Die in den Bundesländern Bremen und Thüringen in den Hochschulgesetzen verankerten Zivilklauseln und die in ca. 70 Hochschulen (vgl. Überblick auf zivilklausel.de) in langen Auseinandersetzungen erkämpften Selbstverpflichtungen, Lehre und Forschung allein für zivile Zwecke zu betreiben, sind eine wichtige Errungenschaft, um in unterschiedlichen Disziplinen die Voraussetzungen für zivile, kooperative und nachhaltige Lösungsansätze internationaler Konflikte zu schaffen. Sie folgen dem Friedensgebot im Grundgesetz (Art. 1 Abs. 2, Art. 26, Abs. 1 GG).
2.
Die klare Trennung zwischen ziviler und militärischer Forschung in außeruniversitären Forschungseinrichtungen und Universitäten bzw. Hochschulen (ohne Zivilklausel) muss aufrechterhalten werden.
Soweit es militärisch bestimmte Forschungsprojekte geben sollte, sind diese in von den zivilen Arbeiten getrennten Organisationseinheiten durchzuführen. Das gilt auch in denjenigen Instituten der Fraunhofer-Gesellschaft sowie dem Deutschen Zentrum für Luft- und Raumfahrt, die vom Bundesministerium der Verteidigung grundfinanziert werden.
3.
Militärisch bestimmte Forschungsprojekte sowie zivile Forschungsprojekte, in denen militärische Anforderungen mitberücksichtigt werden sollen, sind den Beschäftigten offenzulegen. Den Betriebs- bzw. Personalräten sind die zugrundeliegenden Forschungsverträge vorzulegen, soweit dies nicht bereits durch ihre Beteiligung in Ethikkommissionen geschehen ist.
Die Bundeswehr ist erklärtermaßen darauf angewiesen, zivile Forschung und Entwicklung zu nutzen. Gerade deshalb ist Transparenz, d.h. rechtzeitige Information der Betriebs- und Personalräte erforderlich, ob und wo in zivilen Forschungs- bzw. Entwicklungs-Projekten militärische Anforderungen mitberücksichtigt werden sollen. Dies ist eine notwendige Voraussetzung, damit Beschäftigte Vorhaben mit doppeltem Verwendungszweck (dual use) erkennen und ggf. ihre Vorbehalte gegen eine Mitarbeit geltend machen können.
In diesem Zusammenhang ist auch die Wirkung von Ethischen Leitlinien zu Forschungsvorhaben im Graubereich ziviler bzw. militärischer Forschung und ihre Praktikabilität in Ethikkommissionen zu untersuchen.
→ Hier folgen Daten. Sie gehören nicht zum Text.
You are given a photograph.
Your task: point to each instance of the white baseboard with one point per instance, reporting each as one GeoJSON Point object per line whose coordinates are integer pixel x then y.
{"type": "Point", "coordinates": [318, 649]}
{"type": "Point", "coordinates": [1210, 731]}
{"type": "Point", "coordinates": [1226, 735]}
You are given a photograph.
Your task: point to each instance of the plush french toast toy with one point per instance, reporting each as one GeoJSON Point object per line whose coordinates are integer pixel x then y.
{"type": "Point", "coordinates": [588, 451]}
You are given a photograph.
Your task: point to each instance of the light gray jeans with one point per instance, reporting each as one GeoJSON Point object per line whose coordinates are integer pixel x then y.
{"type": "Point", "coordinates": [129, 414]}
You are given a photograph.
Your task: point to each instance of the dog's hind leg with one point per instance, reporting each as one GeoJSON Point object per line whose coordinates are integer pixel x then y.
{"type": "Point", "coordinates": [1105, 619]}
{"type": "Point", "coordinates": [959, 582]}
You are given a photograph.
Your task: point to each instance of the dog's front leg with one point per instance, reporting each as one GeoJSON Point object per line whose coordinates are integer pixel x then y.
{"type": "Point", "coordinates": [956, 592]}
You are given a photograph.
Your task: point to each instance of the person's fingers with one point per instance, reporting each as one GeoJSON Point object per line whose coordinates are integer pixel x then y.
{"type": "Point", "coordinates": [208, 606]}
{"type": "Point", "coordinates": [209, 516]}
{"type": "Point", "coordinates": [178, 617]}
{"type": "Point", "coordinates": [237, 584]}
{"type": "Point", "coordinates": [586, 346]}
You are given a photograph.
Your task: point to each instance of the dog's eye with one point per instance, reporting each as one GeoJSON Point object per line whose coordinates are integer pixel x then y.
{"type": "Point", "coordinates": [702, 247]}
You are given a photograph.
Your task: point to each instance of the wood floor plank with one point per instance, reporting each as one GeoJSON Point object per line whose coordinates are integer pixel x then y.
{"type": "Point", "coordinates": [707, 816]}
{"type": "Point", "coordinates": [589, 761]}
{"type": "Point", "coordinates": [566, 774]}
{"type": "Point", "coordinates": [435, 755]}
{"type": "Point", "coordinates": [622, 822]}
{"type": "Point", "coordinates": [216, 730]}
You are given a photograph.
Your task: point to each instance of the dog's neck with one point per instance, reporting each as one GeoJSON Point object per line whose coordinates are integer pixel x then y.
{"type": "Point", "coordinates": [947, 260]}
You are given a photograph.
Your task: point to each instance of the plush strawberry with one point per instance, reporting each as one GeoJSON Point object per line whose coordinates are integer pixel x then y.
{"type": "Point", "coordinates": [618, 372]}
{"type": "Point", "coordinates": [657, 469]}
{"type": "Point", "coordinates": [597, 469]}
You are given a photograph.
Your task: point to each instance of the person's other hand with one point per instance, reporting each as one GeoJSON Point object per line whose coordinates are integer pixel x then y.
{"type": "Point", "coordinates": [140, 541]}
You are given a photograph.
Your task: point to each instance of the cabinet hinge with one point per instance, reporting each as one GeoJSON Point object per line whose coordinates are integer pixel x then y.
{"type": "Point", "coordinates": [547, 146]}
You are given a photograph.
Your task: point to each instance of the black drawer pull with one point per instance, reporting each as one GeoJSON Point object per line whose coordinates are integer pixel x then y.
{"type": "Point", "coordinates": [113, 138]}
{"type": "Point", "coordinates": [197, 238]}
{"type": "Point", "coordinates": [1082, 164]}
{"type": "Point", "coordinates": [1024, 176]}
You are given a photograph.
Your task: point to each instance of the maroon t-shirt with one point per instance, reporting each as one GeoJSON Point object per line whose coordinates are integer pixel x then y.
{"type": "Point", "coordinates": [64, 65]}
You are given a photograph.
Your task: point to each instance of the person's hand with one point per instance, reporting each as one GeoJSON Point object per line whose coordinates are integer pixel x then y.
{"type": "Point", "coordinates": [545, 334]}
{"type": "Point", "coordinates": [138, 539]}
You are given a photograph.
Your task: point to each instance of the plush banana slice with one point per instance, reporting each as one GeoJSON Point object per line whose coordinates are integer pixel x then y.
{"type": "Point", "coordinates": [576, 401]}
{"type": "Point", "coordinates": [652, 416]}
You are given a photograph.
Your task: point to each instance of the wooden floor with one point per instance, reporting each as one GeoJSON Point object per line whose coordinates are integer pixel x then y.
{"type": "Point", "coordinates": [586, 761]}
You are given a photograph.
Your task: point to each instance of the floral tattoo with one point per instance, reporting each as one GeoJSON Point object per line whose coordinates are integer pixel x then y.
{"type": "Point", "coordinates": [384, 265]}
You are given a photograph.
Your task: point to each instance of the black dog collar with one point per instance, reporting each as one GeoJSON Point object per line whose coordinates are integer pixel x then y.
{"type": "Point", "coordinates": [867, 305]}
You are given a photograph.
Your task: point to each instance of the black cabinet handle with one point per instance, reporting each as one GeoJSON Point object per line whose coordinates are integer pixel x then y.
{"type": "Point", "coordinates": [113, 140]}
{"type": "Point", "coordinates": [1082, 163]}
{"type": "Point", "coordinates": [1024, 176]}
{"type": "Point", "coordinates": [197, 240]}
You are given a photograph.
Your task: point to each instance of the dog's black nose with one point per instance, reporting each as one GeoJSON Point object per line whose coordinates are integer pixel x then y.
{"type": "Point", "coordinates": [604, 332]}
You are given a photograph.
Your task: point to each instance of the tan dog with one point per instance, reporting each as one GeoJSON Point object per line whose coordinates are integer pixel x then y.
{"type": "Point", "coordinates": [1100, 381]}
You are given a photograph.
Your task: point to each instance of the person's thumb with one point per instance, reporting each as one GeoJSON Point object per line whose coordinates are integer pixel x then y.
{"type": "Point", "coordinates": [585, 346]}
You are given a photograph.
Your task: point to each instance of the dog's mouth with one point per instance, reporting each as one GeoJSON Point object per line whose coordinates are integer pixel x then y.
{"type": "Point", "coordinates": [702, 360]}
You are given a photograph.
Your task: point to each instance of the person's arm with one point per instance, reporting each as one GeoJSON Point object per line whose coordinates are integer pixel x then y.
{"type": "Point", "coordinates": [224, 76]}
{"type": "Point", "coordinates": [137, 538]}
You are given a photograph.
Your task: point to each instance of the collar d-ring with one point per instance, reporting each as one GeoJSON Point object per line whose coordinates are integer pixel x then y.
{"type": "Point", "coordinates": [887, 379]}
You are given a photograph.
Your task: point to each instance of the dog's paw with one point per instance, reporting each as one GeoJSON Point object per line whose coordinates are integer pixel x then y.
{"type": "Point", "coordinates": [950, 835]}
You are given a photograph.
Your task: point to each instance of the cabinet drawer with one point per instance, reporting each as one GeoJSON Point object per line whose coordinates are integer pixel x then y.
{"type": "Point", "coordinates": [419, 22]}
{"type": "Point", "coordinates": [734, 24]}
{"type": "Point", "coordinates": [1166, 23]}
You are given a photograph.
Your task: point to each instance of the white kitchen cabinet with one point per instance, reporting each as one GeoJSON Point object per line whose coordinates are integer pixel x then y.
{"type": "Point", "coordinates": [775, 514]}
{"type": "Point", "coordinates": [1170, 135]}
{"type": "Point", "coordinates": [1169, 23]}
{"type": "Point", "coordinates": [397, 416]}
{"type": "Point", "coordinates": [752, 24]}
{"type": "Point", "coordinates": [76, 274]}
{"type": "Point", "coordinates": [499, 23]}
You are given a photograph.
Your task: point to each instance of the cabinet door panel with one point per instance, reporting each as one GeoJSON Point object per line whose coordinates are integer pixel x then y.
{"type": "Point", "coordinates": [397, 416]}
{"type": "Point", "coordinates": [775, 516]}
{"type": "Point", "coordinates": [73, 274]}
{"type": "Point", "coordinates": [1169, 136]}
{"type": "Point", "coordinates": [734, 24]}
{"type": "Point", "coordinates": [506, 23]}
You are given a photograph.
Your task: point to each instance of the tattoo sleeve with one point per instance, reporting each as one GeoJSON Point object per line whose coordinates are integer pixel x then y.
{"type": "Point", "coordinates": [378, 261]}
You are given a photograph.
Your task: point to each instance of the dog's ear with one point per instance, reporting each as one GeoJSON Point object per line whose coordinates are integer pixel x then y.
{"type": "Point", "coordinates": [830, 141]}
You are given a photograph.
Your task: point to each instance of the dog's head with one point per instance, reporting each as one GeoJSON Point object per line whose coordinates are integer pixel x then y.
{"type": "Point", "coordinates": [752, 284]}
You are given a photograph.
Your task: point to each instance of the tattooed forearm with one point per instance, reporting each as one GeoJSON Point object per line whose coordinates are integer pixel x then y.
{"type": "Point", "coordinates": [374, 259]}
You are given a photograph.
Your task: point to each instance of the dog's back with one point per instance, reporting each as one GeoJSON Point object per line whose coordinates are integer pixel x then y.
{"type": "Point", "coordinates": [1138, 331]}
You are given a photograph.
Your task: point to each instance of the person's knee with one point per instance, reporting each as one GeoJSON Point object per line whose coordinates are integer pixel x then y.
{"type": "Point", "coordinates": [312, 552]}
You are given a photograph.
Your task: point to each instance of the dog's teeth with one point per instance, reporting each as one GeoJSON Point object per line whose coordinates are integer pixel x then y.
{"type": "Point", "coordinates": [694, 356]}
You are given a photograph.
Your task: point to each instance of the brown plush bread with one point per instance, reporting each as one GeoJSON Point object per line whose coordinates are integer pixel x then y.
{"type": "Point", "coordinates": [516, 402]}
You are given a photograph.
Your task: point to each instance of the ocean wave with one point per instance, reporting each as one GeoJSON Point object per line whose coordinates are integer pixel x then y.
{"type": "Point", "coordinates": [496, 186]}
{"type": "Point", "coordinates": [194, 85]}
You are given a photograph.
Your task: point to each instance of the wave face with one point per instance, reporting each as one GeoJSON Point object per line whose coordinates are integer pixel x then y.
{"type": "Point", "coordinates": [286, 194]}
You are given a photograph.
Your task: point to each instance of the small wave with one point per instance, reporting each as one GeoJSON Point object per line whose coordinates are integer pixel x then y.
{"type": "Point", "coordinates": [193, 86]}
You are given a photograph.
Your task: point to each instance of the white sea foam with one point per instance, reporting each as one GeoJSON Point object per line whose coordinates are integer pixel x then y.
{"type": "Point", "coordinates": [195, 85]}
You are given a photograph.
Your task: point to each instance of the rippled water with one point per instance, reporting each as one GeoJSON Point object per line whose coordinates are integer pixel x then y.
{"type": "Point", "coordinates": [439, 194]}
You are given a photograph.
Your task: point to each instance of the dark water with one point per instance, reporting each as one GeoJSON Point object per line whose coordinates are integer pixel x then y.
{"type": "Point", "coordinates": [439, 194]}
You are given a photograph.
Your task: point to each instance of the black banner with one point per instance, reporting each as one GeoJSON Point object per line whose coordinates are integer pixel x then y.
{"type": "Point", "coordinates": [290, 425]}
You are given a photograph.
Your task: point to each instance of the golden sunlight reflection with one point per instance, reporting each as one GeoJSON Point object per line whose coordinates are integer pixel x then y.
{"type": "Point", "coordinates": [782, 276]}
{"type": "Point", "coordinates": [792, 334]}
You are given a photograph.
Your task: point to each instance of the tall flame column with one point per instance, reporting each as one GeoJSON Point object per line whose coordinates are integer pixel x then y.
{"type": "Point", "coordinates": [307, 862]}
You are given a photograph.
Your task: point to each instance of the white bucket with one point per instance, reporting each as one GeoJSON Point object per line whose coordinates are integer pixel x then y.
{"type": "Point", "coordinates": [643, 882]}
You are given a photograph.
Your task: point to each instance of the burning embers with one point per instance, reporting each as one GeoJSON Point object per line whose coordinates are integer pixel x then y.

Zu diesem Graubereich zählen gerade auch Forschungen zur Cybersicherheit, bei der der Unterschied von Angriff und Verteidigung verschwimmt. Die Ergebnisse sollen mit Gewerkschaften sowie Betriebs- und Personalräten beraten werden.
4.
Gewissensfreiheit: Niemand darf verpflichtet werden, gegen sein bzw. ihr Gewissen an militärischen Forschungsprojekten teilzunehmen oder sie zu akquirieren.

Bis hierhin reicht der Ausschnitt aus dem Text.